Loss of mitochondrial membrane potential was determined using the membrane potential-dependent dye TMRE (Invitrogen) and JC-1 reduction according to the manufacture’s protocol (Mitoprobe, Invitrogen).25, 26, 27, 41 The dye intake was analyzed by subsequent flow cytometry or epifluorescence microscopy. TMRE and JC-1 fluorescence was analyzed using FACScan (BD Bioscience). At least 10 000 events were counted for each sample. Measurements were performed in triplicates and are representative of at least three independent experiments. Changes of the mitochondrial membrane potential (Δψm) in isolated mitochondria were detected by the DIOC6(3) (Molecular probes, Life technologies, Carlsbad, CA, USA) fluorescence-based assay. Intact mitochondria (25 μg), prepared as previously reported,42 were incubated with 20 nM DIOC6(3) dye in white 96-well plates. As a positive control for a complete loss of Δψm, CCCP (50 μM) protonophore was applied on intact mitochondria. Δψm was analyzed by a FLUOstar Optima fluorescence plate reader (BMG Labtechnologies GmbH). CsA, used as a positive control, was added at a concentration of 5 μM (Sigma-Aldrich, no. 3662). Measurements were performed in triplicates and are representative of at least three independent experiments.

Intracellular Ca2+ concentration detection

Intracellular Ca2+ concentration was assessed using Fluo-4 AM in 96-well plates according to the manufacturer’s protocol (Invitrogen). HT-22 cells transiently transfected with peptides were seeded in 96-well plates. After 24 h of growing, cells were treated with 2 mM glutamate for 12 h. Intracellular Ca2+ was detected by adding Fluo-4 AM at a concentration of 5 μM for 30 min to the medium. After the washing step, the fluorescence of each well was determined with an automated FLUOstar Optima reader (BMG Labtechnologies GmbH) using an excitation wavelength of 485 nm and an emission wavelength of 520 nm.

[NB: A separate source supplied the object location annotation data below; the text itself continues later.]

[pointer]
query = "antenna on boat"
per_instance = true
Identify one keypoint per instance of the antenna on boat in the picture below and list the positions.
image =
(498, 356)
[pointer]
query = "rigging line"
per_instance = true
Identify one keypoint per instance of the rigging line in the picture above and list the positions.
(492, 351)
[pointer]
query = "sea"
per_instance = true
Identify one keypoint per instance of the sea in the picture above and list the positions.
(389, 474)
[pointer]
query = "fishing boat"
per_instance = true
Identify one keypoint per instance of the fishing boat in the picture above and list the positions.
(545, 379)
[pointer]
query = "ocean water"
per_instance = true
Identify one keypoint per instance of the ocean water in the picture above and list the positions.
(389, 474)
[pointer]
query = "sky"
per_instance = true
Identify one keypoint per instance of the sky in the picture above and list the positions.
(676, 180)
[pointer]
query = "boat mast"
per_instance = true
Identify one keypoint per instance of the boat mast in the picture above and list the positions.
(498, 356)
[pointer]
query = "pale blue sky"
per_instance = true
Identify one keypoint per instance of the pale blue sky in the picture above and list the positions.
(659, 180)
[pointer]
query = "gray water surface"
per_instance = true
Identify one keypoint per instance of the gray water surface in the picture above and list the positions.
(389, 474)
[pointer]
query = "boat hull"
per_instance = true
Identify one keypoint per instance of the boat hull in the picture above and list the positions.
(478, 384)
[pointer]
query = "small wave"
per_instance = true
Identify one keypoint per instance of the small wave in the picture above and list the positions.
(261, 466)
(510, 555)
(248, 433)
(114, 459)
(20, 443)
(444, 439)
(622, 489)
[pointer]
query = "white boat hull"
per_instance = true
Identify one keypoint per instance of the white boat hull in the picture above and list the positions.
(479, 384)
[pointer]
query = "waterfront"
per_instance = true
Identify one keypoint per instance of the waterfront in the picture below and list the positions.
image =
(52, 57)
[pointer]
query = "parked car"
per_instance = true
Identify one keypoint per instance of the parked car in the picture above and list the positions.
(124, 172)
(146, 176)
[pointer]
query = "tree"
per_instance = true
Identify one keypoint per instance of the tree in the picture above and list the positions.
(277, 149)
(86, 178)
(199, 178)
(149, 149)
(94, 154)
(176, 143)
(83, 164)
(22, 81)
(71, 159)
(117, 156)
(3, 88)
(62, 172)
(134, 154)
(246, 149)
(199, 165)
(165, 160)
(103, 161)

Prolyl isomerase activity assay

The PPIase activity of CypA was measured as measuring the catalysis of the cistrans interconversion of cis Suc–Ala–Ala–Pro–Phe-4–pNA substrate (Sigma, no. S7388) in a coupled assay with α-chymotrypsin.19 α-Chymotrypsin (21 μM) (Sigma-Aldrich, no. 6423) was preincubated with the CypA protein (0.2 μM), with two doses (0.2 and 2 μM) of AIF(370–394) peptide and then with the substrate (22 μM). CsA at concentrations of 0.2 and 2 μM were used as positive controls in the experiments. Experiments were performed three times. The hydrolysis of the 4-nitroanilide in the cis substrate is limited in rate by the cistrans isomerization at Ala–Pro and was followed by the increase in absorbance at 390 nm.

Statistical analysis

All data are given as mean±S.D. For statistical comparison between two groups, Student’s t-test was used assuming a normal distribution of the respective data. Multiple comparisons were performed by ANOVA followed by Scheffé’s post hoc test. Calculations were made with the WinStat standard statistical software package (Robert Fitch Software, Bad Krozingen, Germany). A statistically significant difference was assumed at *P<0.05, **P<0.01, ***P<0.001.